Decisivo l’intervento dei Carabinieri della Stazione di Telese Terme, che stavano vigilando sull’area: recuperata l’intera refurtiva ed evitate ripercussioni sulla circolazione ferroviaria
Durante la mattinata di ieri, a Solopaca, un quarantaduenne del posto, già noto alle Forze dell’Ordine poiché gravato da precedenti specifici, si è introdotto nell’area del cantiere della “Rete Ferroviaria Italiana” S.p.A. per la realizzazione della linea ferroviaria ad alta velocità, tratta “Cancello – Benevento”, evidentemente pensando di poter agire indisturbato visto che nella zona prescelta non vi era la presenza di tecnici od operai.
Con l’uso di grosse tenaglie è riuscito a rompere il cunicolo in cemento posto a protezione delle linee elettriche e ad asportare complessivamente cento metri di cavi in rame per un peso di circa cinquanta chilogrammi.
L’uomo però non sapeva che quel cantiere è inserito nelle grandi opere di interesse strategico nazionale ed è quindi sottoposto a una costante vigilanza da parte dei Carabinieri.

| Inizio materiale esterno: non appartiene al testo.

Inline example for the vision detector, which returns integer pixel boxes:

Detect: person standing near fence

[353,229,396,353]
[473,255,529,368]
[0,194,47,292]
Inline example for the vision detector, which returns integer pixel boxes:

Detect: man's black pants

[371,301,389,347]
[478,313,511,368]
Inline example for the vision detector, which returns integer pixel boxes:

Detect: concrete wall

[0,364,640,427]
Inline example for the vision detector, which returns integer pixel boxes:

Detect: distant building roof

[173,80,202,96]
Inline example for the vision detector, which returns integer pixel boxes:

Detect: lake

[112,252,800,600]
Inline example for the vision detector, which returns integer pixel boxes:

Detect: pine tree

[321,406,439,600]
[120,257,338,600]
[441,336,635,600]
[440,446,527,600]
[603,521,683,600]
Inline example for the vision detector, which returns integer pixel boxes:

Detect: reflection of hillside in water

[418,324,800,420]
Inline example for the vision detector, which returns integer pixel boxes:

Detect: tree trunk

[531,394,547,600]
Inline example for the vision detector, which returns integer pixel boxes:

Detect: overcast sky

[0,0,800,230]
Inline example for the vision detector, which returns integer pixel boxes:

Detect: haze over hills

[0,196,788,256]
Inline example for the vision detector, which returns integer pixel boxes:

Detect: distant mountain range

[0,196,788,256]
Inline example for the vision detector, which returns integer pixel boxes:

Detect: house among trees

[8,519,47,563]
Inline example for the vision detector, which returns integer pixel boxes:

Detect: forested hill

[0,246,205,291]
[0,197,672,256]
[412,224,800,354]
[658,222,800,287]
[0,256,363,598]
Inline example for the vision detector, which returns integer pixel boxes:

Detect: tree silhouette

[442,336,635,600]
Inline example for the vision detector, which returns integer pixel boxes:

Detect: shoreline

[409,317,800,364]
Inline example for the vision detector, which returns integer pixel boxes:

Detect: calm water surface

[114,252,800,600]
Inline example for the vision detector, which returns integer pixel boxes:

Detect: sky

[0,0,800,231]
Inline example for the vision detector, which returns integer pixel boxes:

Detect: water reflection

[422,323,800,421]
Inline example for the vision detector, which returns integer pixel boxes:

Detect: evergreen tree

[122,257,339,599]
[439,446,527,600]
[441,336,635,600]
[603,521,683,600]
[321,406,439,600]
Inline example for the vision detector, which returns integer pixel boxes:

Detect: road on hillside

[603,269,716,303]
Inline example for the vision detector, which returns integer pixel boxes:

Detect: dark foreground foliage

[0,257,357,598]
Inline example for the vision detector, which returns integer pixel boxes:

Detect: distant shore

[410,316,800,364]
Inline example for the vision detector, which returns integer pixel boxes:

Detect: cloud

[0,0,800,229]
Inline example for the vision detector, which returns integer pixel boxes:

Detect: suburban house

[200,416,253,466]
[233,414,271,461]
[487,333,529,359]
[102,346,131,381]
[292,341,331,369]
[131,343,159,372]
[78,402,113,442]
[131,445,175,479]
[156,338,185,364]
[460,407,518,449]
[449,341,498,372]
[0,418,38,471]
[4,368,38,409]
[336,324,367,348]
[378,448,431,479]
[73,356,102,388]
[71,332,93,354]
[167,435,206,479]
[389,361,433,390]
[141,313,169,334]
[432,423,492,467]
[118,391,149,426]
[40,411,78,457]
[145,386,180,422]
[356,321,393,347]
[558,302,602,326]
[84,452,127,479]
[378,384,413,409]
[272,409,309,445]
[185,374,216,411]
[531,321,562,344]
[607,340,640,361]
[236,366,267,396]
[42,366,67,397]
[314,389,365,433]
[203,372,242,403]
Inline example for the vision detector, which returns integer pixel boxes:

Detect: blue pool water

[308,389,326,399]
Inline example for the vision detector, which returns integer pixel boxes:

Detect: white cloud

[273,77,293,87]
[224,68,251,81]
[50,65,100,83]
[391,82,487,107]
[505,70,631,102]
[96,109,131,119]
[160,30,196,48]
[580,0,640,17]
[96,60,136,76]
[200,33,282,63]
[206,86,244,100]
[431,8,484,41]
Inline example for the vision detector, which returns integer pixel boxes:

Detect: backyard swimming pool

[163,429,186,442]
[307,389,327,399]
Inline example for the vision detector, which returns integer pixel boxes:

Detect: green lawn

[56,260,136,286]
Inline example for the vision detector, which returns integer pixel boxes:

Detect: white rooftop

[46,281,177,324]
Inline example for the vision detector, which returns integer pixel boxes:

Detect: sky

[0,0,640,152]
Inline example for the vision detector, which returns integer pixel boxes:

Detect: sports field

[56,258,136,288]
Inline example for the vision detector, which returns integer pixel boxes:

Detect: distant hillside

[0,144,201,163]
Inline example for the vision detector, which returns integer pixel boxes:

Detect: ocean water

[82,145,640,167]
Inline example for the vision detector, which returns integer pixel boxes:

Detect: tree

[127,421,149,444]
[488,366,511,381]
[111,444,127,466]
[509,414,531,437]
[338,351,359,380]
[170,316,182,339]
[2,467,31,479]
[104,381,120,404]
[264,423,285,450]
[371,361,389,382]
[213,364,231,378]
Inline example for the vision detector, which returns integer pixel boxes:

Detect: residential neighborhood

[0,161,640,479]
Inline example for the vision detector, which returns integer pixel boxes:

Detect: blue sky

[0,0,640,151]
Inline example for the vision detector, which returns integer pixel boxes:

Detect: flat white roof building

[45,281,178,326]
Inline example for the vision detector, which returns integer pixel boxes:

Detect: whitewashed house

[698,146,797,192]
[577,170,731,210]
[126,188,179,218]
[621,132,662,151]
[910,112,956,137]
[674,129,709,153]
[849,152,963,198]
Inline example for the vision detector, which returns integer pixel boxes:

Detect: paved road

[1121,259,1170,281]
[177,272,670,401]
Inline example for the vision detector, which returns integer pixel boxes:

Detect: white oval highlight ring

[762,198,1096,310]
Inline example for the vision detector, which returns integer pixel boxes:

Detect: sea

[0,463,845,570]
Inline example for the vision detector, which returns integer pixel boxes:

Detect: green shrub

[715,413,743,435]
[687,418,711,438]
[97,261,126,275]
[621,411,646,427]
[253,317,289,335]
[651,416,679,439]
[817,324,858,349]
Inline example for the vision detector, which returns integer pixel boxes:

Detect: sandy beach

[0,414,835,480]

La pattuglia della Stazione Carabinieri di Telese Terme, infatti, stava controllando proprio quel sito da una posizione defilata e ha colto il malfattore sul fatto, arrestandolo e sequestrando i cavi asportati e gli strumenti utilizzati per commettere il furto.
Il repentino intervento dei militari ha impedito ripercussioni negative alla circolazione ferroviaria.
I Carabinieri hanno contestato una recente aggravante del reato di furto, che mira a tutelare le infrastrutture destinate all’erogazione di energia e ai servizi di trasporto, di telecomunicazioni o di altri servizi pubblici.
Proprio grazie a questa specifica aggravante, oltre all’importanza strategica dell’opera compromessa dal furto, l’uomo è stato condotto nel carcere di Benevento, dove rimarrà a disposizione dell’Autorità Giudiziaria, così come disposto dal Pubblico Ministero di turno.
La persona arrestata è, allo stato, indagata e quindi presunta innocente fino a sentenza definitiva.